Também no dia 23 serão disponibilizadas doses para início de ciclo vacinal de restante de crianças que não tomaram vacina no último dia 9 – aquelas que foram imunizadas indevidamente com doses de adultos e vencidas, no dia 7 de janeiro, no Assentamento Outeiro de Miranda. Janaina reforça que as crianças vacinadas indevidamente, com doses para adultos, não tiveram reações graves, de acordo com avaliação das equipes técnicas da Secretaria de Estado da Saúde (SES) e Ministério da Saúde.

Nesta quarta-feira (16), apenas crianças que ainda não tinham sido vacinadas receberam doses de imunizantes contra a covid-19. Ao todo foram 150 imunizadas na Campanha de vacinação de crianças de 5 a 11 anos. 
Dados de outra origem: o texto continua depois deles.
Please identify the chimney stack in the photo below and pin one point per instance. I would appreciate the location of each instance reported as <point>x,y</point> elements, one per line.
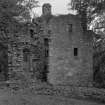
<point>46,9</point>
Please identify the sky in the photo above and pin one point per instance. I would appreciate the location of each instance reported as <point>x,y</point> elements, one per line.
<point>58,6</point>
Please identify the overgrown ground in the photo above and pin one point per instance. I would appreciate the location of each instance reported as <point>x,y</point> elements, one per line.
<point>40,95</point>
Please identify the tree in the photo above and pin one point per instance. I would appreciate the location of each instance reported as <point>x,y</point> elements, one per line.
<point>92,13</point>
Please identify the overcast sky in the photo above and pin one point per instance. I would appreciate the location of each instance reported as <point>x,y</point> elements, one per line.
<point>58,6</point>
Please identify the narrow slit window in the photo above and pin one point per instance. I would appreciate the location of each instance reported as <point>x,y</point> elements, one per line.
<point>32,33</point>
<point>69,27</point>
<point>46,42</point>
<point>75,51</point>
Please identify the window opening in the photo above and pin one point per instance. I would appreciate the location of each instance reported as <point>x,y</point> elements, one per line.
<point>69,27</point>
<point>26,55</point>
<point>75,51</point>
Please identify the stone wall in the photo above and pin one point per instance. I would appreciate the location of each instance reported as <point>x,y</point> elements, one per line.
<point>64,67</point>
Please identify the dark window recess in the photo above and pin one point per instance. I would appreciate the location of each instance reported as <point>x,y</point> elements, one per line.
<point>26,55</point>
<point>49,31</point>
<point>46,52</point>
<point>69,27</point>
<point>32,32</point>
<point>46,42</point>
<point>75,51</point>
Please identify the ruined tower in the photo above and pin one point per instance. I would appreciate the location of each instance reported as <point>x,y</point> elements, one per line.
<point>46,9</point>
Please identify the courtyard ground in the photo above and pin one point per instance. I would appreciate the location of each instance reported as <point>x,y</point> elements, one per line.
<point>9,96</point>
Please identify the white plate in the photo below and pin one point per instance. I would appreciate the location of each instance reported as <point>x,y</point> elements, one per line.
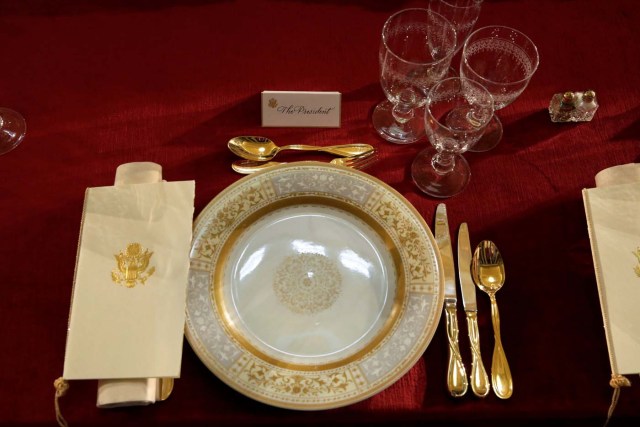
<point>311,286</point>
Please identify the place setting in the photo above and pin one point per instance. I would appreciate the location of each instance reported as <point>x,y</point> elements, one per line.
<point>308,283</point>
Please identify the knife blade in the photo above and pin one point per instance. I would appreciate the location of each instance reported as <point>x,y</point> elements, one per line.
<point>479,378</point>
<point>456,375</point>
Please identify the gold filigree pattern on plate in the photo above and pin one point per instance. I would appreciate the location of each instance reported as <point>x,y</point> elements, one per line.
<point>385,359</point>
<point>307,283</point>
<point>303,386</point>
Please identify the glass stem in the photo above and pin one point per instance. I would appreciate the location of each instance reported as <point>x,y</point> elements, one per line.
<point>402,112</point>
<point>443,163</point>
<point>403,109</point>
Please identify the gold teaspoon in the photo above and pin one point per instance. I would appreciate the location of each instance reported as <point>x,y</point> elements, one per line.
<point>261,149</point>
<point>487,269</point>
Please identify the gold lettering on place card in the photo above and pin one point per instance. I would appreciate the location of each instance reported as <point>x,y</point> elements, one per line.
<point>300,109</point>
<point>132,266</point>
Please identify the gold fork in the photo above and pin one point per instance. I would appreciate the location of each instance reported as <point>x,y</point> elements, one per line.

“O fato ocorrido foi um erro de vacinação isolado e não representa falta de segurança dos imunizantes”, lembra Janaina, enfatizando que “além da segurança e eficácia da vacina já comprovadas por órgãos sanitários, os dados indicam que grande parte das pessoas que estão internadas com quadros graves é porque não estão vacinadas ou estão com o ciclo de imunização incompleto”.

Providências – A procuradora da República ainda avalia a possibilidade de interposição de medidas judiciais em face dos envolvidos (prefeito, o município e técnica de enfermagem). Janaina Andrade disse que oficiou ao Tribunal de Contas da Paraíba (TCE-PB) sobre violação da Prefeitura de Lucena acerca do Portal da Transparência e se existe auditoria em face do município. Oficiou ainda ao Conselho Regional de Enfermagem (Coren) sobre situação ético-disciplinar da profissional de saúde. Por fim, a procuradora do MPF informou que três termos de ajustamento de conduta (TACs) com relação ao caso já foram firmados.

Sobre TACs - A legislação e o Conselho Nacional do Ministério Público (CNMP) permitem e estimulam que haja termos de ajustamento de conduta (TACs) entre o Ministério Público e as partes. Tais acordos não implicam reconhecimento de culpa ou de responsabilidade pelo compromissário, significando, por outro lado, um comprometimento com a responsabilidade social em contribuir para ações assistenciais e de saúde durante o atual momento de crise sanitária, prestando-se, assim, homenagem à Justiça Consensual em favor de soluções mais ágeis e úteis ao interesse público.

Caso os acordos sejam cumpridos, o procedimento de investigação que tramita no MPF em face dos envolvidos pode ser encerrado.